EmbeddingSearchResult<TextSegment> cached = embeddingStore.search(
    EmbeddingSearchRequest.builder()
        .queryEmbedding(queryEmbedding)
        .maxResults(1)
        .minScore(0.95)
        .build());

if (cached.matches().isEmpty()) {
    String llmResponse = chatModel.generate("What is the capital of France?");
    embeddingStore.add(queryEmbedding, TextSegment.from(llmResponse));
}

LangChain Python

pip install langchain-community

from langchain_community.vectorstores import InfinispanVS
from langchain_huggingface import HuggingFaceEmbeddings

embeddings = HuggingFaceEmbeddings(
    model_name="sentence-transformers/all-MiniLM-L12-v2"
)

cache = InfinispanVS.from_texts(
    texts=[],
    embedding=embeddings,
    auto_config=True
)

SIMILARITY_THRESHOLD = 0.95

def semantic_cache_query(prompt, llm):
    results = cache.similarity_search_with_score(prompt, k=1)

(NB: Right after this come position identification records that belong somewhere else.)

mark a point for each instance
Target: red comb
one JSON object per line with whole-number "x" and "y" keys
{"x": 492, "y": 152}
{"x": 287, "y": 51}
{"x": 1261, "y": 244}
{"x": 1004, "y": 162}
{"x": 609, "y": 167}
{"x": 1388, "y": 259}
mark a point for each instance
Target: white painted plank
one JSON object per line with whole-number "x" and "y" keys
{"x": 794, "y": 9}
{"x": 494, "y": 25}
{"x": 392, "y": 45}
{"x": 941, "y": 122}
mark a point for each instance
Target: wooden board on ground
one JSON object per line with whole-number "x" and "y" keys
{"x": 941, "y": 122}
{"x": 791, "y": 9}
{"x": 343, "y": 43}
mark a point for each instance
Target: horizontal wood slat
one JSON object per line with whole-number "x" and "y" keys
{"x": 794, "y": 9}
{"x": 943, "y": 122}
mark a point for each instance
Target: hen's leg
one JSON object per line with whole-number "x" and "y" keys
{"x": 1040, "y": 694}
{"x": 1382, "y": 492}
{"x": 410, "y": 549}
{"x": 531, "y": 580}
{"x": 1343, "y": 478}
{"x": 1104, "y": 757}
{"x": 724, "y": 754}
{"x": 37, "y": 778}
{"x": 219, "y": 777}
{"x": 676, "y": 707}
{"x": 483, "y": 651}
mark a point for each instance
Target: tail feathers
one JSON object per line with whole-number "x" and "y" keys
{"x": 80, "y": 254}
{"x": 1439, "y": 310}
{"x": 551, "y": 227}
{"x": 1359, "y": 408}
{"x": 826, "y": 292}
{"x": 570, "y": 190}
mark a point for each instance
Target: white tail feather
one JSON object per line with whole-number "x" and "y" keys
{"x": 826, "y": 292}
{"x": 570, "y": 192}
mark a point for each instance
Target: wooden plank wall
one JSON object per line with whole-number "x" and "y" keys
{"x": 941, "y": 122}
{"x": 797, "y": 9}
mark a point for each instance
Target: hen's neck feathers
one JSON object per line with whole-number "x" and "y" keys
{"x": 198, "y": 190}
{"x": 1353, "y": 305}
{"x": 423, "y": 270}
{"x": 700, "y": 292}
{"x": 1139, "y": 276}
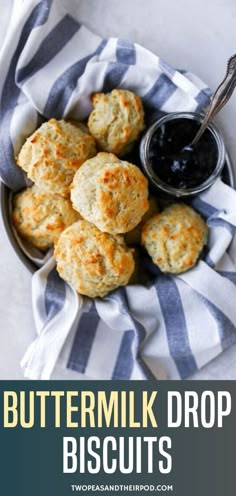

    if results and results[0][1] >= SIMILARITY_THRESHOLD:
        return results[0][0].page_content

    response = llm.invoke(prompt)
    cache.add_texts([response], metadatas=[{"prompt": prompt}])
    return response

Requirements

Infinispan Server 15.0 or later.
An embedding model (local or API-based).
An LLM provider (OpenAI, Ollama, etc.).